Amazon.com Review
"And if the moon could talk, / it would tell of evening / stealing through the woods / and a lizard scurrying home to supper." Kate Banks and illustrator Georg Hallensleben's lovely bedtime book spins a sleepy tale of what the moon would say if it could look down at a night-swept Earth and tell us what it sees. The book begins with a cozy inside view of a little pajama-clad girl and her stuffed white rabbit. Then we travel outside to a moon's view of the night world. Back inside, from the familiar objects on the bedside table--"a glass, a wooden boat, a starfish, too"--we move to "waves washing onto the beach, / shells, and a crab resting." Each rich,
color-drenched scene complements the next--as Mama hands her child the toy rabbit, a lioness licks her cubs in a faraway den. "And if the moon could talk," the book concludes, "it would tell of a child / curled up in bed wrapped in sleep. / And it would murmur / Good night." From the creators of the beloved
Baboon and
Spider, Spider, this beautiful book--winner of the 1998 Boston Globe-Horn Book Award for best picture book--has become one of our all-time favorite bedtime stories. (Click to see a
sample spread. Illustrations copyright © 1998 by Georg Hallensleben, text © 1998 by Kate Banks. Reprinted by permission of the publisher, Farrar, Straus and Giroux.) (Ages 3 and older)
--Karin Snelson
From Publishers Weekly
With quiet phrases and luxurious color, Banks and Hallensleben (Baboon) evoke a perfectly peaceful bedtime.
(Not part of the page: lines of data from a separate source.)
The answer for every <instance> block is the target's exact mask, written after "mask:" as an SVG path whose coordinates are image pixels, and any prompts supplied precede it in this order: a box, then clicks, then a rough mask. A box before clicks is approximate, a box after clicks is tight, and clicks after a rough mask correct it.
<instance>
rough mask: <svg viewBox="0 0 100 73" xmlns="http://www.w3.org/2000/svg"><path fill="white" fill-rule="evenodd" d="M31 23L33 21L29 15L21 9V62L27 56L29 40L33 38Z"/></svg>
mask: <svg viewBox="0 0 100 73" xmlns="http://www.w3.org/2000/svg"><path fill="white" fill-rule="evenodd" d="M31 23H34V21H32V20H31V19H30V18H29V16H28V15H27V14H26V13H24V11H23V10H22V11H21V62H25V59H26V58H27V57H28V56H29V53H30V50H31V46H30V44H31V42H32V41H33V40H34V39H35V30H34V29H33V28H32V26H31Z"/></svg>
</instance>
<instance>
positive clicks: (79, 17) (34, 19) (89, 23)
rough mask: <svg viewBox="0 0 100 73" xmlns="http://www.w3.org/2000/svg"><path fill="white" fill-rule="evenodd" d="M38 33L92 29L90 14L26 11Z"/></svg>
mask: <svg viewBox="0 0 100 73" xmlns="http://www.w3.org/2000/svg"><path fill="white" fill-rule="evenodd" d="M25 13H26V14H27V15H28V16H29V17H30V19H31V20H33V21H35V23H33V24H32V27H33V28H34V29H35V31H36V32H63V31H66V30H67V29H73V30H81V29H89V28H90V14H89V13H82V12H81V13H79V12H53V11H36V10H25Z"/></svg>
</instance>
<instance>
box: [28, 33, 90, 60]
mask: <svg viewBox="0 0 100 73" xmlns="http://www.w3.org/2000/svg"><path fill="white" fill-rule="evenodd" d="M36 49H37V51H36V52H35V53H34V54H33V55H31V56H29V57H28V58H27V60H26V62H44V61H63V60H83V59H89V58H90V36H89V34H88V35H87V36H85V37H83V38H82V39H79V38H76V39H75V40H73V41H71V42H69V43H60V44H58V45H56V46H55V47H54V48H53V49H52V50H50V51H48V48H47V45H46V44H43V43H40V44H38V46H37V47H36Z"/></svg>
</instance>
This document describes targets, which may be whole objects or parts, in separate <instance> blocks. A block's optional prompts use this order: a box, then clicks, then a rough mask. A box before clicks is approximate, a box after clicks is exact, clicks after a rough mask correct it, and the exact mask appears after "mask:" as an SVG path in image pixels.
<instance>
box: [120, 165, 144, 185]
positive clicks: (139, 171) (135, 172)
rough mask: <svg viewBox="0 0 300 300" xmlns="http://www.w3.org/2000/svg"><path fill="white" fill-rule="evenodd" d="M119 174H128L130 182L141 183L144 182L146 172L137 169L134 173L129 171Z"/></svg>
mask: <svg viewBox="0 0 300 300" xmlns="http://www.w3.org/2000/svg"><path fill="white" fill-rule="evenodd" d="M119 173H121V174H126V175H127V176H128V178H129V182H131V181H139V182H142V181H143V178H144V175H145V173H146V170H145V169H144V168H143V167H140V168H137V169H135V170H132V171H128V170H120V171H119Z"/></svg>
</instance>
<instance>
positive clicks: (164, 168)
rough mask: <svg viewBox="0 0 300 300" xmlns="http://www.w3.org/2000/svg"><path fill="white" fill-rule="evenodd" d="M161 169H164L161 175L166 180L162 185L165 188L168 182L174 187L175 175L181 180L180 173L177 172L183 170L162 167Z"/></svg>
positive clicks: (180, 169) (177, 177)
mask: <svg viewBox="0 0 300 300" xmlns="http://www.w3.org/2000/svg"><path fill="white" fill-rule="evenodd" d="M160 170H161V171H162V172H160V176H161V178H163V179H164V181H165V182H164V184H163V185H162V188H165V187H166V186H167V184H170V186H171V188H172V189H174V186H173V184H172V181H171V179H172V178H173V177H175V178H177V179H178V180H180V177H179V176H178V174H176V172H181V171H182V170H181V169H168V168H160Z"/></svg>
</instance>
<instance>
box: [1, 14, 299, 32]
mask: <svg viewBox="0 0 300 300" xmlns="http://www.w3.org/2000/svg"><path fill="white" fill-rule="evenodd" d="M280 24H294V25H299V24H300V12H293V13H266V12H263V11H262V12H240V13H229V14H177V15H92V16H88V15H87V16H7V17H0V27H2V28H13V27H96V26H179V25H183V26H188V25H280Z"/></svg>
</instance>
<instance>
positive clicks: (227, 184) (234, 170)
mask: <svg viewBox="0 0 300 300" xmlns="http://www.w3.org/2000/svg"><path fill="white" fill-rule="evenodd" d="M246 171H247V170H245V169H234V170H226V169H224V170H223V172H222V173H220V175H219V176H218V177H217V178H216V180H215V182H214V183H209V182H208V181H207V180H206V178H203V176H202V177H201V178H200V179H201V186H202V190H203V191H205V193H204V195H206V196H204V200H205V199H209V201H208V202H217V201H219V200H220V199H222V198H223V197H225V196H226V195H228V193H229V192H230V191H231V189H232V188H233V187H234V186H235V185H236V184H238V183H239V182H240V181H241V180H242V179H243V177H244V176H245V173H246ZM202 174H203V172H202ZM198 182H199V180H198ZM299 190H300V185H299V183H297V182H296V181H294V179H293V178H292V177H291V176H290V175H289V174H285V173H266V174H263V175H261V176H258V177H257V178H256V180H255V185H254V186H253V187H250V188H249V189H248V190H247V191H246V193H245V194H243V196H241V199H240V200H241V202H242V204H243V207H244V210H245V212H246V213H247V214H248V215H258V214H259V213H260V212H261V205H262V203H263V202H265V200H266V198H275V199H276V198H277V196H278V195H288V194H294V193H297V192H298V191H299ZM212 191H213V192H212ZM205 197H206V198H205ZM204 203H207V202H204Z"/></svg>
In a stuccoed house, amid tranquil lakes and orderly rows of trees, a girl plays with stuffed animals and listens to a story read by her father. Far away, the moon glows on tall hills, desert, jungle and ocean, where people and wild animals prepare for sleep. Full-bleed spreads expertly relate the text's alternating descriptions of relaxed interior and exterior scenes. In the child's bedroom "on a small table sits a glass, a wooden boat, a starfish, too." Hallensleben connects the spread that follows, "if the moon could talk, it would tell of waves washing onto the beach, shells, and a crab resting," with a painting of boats bobbing on a tranquil sea, whose color gently echoes the water glass on the bedside table of the previous spread. The story closes with the child tucked into bed and the moon whispering, "Good night." Hallensleben complements the hushed narrative with warm cushions of paint: the girl's thick blanket is egg-yolk yellow with orange-red dots and the pillows are as deep blue as the night sky. The outdoor panoramas have the same intimacy, whether they feature a lioness and her cubs, or a red tractor lumbering toward a yellow-lit farmhouse. As night gently envelops the landscapes, the words and art convey the snug warmth of a featherbed and a world as small as a neighborhood. Ages 3-5.